Il fatto della settimana - Divieto di multiproprietà: ultimatum a Setti e De Laurentiis. Avranno tempo fino all'inizio della stagione 2024/25

03.10.2021 00:00 di Valeria Debbia Twitter:    vedi letture
Il fatto della settimana - Divieto di multiproprietà: ultimatum a Setti e De Laurentiis. Avranno tempo fino all'inizio della stagione 2024/25
TMW/TuttoC.com

Stop alle multiproprietà nel mondo del calcio. Nella riunione del 30 settembre, il Consiglio federale ha approvato all’unanimità il divieto di qualsiasi partecipazione societaria in più di un Club professionistico con l’obbligo di tempestiva dismissione, a pena di decadenza dell’affiliazione, per quelle società che dovessero salire in Lega Pro dalla Serie D. Per i casi esistenti, attraverso una disciplina transitoria, si è dato tempo per la dismissione entro l’inizio della stagione 2024/2025.

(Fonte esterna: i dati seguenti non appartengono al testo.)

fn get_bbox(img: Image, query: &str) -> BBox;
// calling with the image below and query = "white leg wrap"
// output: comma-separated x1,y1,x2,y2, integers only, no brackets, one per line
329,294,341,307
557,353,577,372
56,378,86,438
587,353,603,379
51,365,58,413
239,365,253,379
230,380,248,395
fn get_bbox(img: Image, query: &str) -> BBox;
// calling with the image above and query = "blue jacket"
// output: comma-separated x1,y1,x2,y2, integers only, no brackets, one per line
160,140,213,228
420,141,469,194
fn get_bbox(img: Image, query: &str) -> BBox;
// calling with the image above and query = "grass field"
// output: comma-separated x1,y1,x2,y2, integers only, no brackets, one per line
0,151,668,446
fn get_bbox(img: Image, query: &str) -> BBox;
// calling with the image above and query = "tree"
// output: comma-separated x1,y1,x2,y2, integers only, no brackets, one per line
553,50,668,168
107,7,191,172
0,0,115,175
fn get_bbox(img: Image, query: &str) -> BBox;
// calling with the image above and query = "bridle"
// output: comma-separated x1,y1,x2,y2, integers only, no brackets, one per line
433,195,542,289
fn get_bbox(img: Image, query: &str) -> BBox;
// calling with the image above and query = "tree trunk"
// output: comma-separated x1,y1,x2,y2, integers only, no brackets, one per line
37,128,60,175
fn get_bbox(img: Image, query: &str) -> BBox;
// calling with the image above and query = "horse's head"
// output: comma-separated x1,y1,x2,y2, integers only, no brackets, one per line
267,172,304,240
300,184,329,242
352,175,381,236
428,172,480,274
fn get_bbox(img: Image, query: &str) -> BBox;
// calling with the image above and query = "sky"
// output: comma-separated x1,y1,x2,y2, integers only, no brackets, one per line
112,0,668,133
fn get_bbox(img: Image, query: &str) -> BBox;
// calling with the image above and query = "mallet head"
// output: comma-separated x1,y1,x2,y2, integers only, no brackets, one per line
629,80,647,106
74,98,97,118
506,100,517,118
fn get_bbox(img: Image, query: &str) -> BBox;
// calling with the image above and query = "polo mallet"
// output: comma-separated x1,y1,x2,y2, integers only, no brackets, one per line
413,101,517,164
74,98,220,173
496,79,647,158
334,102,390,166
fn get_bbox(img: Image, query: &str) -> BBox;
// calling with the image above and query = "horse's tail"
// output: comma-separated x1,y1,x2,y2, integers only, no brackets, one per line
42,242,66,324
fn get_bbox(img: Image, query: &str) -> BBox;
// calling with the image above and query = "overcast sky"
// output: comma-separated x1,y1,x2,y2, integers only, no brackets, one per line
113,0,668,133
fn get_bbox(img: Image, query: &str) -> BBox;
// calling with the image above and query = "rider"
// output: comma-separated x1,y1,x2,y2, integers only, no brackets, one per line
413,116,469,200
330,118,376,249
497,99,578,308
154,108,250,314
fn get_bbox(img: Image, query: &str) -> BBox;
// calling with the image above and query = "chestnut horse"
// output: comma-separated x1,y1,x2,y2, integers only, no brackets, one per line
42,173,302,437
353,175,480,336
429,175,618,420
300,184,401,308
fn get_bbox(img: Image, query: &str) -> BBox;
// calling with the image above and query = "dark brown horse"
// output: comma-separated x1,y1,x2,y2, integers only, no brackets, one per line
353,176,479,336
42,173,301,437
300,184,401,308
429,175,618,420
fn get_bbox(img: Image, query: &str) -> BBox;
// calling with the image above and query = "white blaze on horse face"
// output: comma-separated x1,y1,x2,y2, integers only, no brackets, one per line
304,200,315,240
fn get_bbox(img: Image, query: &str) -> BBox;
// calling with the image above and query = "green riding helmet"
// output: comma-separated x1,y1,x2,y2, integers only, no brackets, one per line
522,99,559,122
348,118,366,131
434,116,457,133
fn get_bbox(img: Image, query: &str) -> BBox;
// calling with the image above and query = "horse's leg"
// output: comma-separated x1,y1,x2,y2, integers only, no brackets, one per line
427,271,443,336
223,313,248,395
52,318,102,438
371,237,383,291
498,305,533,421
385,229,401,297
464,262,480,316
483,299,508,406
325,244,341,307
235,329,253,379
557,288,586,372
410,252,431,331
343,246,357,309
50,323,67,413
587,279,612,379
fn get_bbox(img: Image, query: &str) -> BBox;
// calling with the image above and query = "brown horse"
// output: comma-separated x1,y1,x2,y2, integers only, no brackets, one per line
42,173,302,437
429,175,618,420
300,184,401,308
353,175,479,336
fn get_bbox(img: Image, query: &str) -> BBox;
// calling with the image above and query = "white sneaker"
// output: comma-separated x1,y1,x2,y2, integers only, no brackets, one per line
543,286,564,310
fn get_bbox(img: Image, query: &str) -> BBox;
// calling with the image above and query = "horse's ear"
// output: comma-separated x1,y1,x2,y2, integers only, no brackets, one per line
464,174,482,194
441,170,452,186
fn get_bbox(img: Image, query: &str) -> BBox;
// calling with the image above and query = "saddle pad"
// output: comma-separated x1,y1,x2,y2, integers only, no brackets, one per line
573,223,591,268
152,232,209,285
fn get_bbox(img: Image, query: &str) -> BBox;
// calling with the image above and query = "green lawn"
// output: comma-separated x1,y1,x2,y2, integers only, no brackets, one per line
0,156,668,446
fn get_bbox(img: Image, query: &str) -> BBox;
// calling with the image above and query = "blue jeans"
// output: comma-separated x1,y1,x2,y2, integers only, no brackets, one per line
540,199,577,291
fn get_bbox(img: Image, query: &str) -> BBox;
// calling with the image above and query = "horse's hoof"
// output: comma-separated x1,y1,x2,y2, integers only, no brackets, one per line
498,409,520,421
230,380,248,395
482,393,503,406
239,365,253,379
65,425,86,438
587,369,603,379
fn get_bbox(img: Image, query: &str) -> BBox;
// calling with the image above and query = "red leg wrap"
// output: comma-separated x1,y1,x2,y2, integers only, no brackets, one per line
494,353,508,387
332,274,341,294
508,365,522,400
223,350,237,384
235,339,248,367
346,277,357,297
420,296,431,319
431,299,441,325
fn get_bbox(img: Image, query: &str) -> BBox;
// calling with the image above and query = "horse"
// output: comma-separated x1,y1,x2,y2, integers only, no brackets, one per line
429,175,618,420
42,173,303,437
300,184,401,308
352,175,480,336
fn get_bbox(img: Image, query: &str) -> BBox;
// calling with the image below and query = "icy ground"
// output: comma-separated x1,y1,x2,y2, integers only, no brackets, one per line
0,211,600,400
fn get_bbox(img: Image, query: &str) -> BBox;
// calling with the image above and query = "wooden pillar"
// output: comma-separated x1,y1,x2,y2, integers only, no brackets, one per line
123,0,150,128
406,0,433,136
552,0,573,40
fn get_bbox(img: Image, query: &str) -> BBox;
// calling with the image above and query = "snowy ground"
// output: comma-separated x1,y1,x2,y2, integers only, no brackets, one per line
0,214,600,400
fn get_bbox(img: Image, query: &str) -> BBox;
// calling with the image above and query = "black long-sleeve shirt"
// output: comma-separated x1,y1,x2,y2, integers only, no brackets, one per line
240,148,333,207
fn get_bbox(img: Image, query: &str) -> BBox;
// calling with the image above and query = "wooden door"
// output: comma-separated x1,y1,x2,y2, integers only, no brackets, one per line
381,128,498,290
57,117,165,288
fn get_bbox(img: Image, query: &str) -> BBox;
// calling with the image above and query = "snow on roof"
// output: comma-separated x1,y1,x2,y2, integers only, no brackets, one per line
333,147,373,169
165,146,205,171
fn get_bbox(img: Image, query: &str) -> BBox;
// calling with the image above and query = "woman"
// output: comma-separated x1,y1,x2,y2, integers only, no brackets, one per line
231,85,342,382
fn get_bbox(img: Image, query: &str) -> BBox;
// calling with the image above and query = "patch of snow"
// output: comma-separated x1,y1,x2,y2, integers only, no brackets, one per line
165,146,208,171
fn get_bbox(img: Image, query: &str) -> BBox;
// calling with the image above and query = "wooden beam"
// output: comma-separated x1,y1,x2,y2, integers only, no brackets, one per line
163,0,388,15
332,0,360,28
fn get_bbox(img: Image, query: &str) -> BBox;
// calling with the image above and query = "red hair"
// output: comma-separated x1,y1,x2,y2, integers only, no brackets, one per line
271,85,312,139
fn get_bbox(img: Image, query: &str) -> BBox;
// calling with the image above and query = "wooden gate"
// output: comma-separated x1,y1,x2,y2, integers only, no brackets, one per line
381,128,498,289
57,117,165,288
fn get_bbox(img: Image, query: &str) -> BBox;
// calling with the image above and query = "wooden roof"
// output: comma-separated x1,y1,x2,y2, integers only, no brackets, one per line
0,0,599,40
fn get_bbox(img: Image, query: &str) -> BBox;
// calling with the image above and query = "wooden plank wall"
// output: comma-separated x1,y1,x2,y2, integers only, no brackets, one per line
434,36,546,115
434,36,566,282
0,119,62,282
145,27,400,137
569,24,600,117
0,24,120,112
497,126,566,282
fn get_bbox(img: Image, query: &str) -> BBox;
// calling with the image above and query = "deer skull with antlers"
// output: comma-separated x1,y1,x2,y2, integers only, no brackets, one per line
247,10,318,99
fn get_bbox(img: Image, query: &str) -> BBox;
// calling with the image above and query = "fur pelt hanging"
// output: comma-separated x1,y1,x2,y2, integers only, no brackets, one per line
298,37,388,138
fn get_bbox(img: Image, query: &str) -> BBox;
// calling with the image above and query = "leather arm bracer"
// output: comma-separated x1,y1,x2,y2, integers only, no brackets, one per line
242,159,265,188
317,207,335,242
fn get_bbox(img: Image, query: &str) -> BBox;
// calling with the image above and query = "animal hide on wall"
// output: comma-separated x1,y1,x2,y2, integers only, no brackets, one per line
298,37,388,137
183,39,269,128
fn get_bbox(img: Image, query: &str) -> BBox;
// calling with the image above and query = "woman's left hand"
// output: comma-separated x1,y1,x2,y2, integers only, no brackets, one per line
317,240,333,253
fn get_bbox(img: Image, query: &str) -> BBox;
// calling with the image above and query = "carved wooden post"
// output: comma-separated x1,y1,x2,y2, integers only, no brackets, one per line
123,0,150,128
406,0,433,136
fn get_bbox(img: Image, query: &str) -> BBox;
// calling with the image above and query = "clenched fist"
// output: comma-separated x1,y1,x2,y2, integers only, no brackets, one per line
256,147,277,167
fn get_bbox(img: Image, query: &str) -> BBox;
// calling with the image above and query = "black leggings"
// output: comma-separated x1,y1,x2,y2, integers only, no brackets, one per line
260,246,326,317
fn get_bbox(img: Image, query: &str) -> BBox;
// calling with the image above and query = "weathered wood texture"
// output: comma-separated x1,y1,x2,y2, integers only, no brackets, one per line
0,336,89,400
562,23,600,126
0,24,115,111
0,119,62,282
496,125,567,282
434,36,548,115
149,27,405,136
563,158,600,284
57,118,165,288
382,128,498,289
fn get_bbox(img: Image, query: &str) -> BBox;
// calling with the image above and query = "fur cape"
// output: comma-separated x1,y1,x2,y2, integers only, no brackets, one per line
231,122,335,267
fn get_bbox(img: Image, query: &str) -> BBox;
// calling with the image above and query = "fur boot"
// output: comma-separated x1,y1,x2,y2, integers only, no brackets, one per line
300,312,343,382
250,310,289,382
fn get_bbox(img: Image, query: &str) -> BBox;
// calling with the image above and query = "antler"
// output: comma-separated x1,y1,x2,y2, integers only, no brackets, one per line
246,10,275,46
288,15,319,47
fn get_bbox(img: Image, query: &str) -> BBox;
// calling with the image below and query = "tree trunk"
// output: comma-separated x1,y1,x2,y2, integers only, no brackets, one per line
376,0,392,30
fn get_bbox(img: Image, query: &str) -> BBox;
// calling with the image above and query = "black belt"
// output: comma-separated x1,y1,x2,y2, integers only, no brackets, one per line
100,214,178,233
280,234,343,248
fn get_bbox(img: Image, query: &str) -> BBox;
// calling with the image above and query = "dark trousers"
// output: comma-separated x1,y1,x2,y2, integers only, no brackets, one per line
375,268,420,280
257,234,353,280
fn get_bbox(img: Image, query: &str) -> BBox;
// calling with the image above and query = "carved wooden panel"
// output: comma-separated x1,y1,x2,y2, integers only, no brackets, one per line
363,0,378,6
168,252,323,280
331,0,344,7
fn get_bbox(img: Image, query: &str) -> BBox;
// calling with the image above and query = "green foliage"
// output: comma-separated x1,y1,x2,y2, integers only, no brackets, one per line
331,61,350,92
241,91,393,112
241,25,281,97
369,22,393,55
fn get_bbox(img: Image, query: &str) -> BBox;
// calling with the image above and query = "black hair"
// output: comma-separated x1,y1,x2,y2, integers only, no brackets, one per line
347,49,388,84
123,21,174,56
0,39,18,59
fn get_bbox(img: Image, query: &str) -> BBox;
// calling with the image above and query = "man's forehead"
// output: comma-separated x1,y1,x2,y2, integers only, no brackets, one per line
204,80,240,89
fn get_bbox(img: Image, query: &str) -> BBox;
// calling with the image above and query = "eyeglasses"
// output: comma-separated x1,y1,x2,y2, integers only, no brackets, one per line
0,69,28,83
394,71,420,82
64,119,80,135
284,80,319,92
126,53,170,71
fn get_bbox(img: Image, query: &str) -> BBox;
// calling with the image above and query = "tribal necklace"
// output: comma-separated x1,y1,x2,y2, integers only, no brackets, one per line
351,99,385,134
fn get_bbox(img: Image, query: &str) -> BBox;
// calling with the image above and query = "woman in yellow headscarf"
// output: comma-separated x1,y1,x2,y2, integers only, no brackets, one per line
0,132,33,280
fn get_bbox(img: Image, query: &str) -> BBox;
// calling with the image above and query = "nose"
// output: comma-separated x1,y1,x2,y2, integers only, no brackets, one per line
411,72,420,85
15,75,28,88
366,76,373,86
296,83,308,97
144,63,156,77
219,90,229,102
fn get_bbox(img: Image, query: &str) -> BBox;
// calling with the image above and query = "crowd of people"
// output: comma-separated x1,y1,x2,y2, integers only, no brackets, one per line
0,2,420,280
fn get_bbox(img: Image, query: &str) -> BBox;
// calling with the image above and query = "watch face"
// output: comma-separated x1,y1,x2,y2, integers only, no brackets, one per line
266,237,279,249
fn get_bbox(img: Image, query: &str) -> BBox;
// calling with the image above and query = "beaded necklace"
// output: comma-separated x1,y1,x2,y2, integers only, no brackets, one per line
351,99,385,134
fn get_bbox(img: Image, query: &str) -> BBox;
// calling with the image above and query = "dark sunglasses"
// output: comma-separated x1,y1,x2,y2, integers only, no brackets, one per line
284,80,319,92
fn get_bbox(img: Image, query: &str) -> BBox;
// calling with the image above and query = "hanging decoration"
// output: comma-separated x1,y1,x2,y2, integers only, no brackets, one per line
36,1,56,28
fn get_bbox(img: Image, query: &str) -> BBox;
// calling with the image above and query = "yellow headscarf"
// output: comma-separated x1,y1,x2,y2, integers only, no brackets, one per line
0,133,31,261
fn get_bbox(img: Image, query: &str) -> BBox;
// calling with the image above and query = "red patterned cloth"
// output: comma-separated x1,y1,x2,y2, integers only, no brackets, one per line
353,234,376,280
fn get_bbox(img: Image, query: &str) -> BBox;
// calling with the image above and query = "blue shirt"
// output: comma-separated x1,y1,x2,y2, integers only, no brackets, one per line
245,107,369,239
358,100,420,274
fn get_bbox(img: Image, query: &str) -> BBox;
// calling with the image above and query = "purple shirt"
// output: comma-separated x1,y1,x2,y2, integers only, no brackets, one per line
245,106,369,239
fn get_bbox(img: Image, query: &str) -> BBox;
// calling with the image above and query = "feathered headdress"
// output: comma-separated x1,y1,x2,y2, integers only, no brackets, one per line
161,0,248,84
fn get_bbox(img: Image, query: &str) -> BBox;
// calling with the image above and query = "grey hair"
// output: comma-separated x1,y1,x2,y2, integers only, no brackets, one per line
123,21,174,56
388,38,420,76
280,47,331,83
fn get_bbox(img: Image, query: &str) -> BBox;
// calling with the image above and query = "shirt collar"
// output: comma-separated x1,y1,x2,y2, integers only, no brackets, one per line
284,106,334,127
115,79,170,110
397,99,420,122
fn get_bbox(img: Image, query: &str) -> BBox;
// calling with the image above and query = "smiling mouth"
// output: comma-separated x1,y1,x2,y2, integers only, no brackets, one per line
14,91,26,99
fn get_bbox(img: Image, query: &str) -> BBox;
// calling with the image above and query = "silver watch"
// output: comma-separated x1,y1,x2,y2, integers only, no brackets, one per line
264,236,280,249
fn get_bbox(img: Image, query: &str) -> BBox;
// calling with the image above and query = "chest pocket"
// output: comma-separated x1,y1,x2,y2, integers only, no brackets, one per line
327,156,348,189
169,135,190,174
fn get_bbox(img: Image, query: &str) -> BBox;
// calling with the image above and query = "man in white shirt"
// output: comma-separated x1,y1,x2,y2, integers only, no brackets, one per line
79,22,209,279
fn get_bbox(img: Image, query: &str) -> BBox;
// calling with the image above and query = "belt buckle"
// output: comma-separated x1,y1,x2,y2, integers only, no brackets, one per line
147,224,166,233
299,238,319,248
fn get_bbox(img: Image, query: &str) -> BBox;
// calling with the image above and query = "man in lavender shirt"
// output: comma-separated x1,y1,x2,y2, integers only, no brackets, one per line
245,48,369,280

Abbiamo stabilito per il futuro il divieto assoluto di qualsiasi multiproprietà – ha dichiarato il presidente della FIGC Gabriele Gravina in conferenza stampa – e sancito il principio per gli unici due casi ufficiali esistenti (il Bari di Luigi De Laurentiis e il Mantova di Maurizio Setti, ndr), concedendo più di due anni e mezzo di tempo per avviare un percorso di cessione di una delle due società”.

Il precedente Lotito-Salernitana, alimentato da una lunga collezione di deroghe, ha imposto un’accelerazione della riscrittura. Non a caso Gravina dice chiaro e tondo che il modello trust, in cui ci si è rifugiati per gestire il caso Salernitana, "è stato utilizzato per l’emergenza e non può essere sostenibile".

All'indomani della decisione della FIGC Maurizio Setti, proprietario del Mantova e contemporaneamente dell'Hellas Verona, ha spiegato dalle colonne de La Gazzetta di Mantova: "Ho letto della decisione. Gravina mi aveva detto che prima ne avremmo parlato, comunque adesso vedremo come affrontare la situazione. Un po’ di tempo c’è ma ovviamente dispiace che un progetto debba essere rivisto. Vedremo cosa fare, in questo momento non lo so". Setti afferma infatti di non aver già preparato soluzioni: "Non ho assolutamente deciso nulla e sul tavolo ci sono dunque tutte le opzioni". "Prenderemo in mano il problema - ha aggiunto - e nei prossimi mesi vaglieremo la situazione, vedremo cosa converrà fare ed effettueremo le scelte necessarie".

Prima del Consiglio si era invece espresso Luigi De Laurentiis: “Non si è pronunciato nessuno, fin quando non sarà presa una decisione non posso rispondere. Inutile parlare di un qualcosa che al momento non esiste. Ciò detto, il problema eventualmente è mio e solo mio. Se dovremo trovare un altro compratore, vorrà dire che il Bari sarà in Serie A. Eventualmente dovremo valutare il miglior acquirente e sarò io a dover valutare l’investimento fatto. Vendere il Napoli? Tutto può essere. Il Genoa è stato appena venduto. Se arriva un fondo, chissà…".